これまで何を言われても冗談めかしく交わしたり、少し嫌な感じを見せるだけだったり、笑っていたりするだけだった私だったが、これには黙っていられなかった。
 これまでに誰にも見せたことがないほど早口で、大きな声で話していた。
 頭は真っ白だったが、口が勝手に動いていた。
 私は最後に、
 「勘違いしないで」
 と言い捨てて、教室へ戻った。
 心が痛かった。
 まるでナイフが刺さったような、しかも、刺さって貫通したまま抜けないような、そんな気持ちになった。

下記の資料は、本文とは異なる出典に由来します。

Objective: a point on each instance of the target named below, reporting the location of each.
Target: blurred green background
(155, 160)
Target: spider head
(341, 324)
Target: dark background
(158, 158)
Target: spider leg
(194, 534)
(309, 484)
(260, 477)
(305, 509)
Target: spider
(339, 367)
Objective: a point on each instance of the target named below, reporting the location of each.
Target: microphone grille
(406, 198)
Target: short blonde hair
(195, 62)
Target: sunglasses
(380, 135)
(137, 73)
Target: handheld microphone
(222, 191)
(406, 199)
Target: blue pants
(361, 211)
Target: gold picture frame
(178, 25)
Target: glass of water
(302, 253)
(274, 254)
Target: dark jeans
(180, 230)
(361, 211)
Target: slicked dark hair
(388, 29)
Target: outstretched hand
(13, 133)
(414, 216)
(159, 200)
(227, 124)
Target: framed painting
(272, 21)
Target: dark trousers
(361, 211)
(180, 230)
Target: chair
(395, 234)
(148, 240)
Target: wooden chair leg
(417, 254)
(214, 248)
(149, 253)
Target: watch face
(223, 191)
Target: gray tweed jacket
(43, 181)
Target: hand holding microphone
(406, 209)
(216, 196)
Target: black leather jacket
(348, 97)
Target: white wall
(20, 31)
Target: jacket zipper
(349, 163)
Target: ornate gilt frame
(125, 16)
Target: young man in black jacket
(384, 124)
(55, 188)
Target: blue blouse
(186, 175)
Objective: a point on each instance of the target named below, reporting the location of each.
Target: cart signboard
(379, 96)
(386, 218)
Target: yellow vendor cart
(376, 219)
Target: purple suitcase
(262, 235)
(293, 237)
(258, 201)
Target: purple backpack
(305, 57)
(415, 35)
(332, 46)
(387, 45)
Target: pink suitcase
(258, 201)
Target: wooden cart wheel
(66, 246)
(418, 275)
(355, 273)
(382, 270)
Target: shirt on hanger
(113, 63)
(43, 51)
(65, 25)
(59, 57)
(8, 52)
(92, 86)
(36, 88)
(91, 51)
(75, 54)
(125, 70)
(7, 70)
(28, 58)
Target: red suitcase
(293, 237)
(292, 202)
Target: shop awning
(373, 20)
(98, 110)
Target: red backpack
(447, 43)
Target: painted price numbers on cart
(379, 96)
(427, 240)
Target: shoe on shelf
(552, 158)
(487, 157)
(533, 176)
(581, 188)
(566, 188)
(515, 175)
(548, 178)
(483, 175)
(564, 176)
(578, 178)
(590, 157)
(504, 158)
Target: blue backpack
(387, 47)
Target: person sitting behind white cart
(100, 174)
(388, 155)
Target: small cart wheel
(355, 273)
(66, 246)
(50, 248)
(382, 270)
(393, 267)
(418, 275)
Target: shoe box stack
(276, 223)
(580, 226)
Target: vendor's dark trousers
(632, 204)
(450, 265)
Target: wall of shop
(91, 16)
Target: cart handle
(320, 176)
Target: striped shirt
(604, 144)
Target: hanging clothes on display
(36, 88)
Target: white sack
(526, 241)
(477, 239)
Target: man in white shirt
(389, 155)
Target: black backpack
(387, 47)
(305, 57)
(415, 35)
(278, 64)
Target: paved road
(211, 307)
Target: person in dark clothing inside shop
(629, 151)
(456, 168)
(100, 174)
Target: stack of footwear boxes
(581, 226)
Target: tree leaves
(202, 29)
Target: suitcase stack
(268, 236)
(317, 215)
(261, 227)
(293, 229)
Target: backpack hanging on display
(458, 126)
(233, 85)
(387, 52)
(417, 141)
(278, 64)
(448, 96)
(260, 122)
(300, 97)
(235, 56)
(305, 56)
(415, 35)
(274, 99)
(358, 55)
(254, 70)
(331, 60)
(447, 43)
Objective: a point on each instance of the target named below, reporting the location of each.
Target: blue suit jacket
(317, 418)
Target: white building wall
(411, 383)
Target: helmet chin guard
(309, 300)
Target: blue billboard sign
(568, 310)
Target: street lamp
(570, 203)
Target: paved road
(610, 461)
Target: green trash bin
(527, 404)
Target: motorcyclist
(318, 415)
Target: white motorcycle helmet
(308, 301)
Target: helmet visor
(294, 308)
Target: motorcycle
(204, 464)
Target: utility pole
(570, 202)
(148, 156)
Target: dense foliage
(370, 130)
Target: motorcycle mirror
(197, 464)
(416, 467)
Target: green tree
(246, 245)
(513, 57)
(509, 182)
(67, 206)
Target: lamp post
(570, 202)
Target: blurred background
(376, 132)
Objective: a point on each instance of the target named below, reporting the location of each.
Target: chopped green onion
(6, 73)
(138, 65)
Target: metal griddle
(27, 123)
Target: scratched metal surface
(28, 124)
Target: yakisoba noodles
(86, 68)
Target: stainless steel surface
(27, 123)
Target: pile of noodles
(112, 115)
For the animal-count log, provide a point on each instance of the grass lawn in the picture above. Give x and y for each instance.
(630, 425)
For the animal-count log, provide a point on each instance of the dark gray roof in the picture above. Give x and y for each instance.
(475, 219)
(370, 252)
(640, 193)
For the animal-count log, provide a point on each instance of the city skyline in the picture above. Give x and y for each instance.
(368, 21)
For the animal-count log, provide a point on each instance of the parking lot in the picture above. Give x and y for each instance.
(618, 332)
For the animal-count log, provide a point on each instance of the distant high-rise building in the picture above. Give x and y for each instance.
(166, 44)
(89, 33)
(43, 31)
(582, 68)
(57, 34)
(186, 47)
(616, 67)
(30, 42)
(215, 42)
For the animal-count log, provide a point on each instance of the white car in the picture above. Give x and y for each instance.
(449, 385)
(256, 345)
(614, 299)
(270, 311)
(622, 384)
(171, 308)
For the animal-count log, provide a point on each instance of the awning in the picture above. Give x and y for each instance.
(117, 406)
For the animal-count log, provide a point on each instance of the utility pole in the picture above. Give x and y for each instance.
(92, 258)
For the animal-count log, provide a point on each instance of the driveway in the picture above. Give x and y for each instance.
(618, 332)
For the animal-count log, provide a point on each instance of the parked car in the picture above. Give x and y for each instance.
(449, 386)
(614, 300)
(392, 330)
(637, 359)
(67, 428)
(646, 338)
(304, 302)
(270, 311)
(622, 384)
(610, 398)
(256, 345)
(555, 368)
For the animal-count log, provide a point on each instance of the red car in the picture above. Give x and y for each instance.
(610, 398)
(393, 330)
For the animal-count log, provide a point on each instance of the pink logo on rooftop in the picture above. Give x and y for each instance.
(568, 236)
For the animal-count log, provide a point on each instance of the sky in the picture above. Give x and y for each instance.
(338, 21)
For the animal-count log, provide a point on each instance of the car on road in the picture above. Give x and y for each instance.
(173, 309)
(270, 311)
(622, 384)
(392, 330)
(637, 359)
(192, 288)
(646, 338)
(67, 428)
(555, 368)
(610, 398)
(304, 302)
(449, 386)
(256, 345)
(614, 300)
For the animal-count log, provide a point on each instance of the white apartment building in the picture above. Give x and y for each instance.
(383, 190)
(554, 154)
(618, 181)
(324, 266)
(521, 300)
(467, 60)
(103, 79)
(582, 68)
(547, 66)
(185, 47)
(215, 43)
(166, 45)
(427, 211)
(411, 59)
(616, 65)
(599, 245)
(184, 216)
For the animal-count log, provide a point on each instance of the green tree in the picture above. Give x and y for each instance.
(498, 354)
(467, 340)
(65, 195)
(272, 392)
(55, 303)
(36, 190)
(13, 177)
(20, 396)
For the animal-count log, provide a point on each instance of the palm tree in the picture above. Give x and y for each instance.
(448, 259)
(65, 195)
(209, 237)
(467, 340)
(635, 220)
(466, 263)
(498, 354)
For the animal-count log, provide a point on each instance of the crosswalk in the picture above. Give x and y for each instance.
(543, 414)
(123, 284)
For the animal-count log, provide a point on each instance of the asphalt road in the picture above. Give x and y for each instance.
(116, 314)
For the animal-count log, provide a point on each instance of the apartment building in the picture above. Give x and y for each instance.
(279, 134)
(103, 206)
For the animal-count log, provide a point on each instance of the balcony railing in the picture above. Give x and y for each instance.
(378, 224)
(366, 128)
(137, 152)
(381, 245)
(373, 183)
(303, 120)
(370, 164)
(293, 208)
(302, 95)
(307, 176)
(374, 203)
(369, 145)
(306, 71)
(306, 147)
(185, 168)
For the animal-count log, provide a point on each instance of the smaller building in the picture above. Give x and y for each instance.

 泣くな、泣くな、彼らの前で、人前で、絶対に涙を見せるな。
 私はそう自分に言い聞かせて、上を向きながら移動教室へ向かった。
 あの場で涙を見せるという方法もあったが、私は涙に訴えたくなかった。
 大勢が見ている中で、プライドが許さなかった。
 次の授業で、私はノートに板書を取りながら泣いた。
 黒板の字も、ノートの字も(にじ)んでよく見えなかった。
 後になって考えてみれば、あんな剣幕を見せてしまっては恐れられるのも無理がないと思ってしまう。
 普段怒りを見せなかったせいで、余計に印象が強く残ってしまったかもしれない。
 しかし、この行動が原因で、後々起こった説明のつかなかった状況に説明がつくことになる。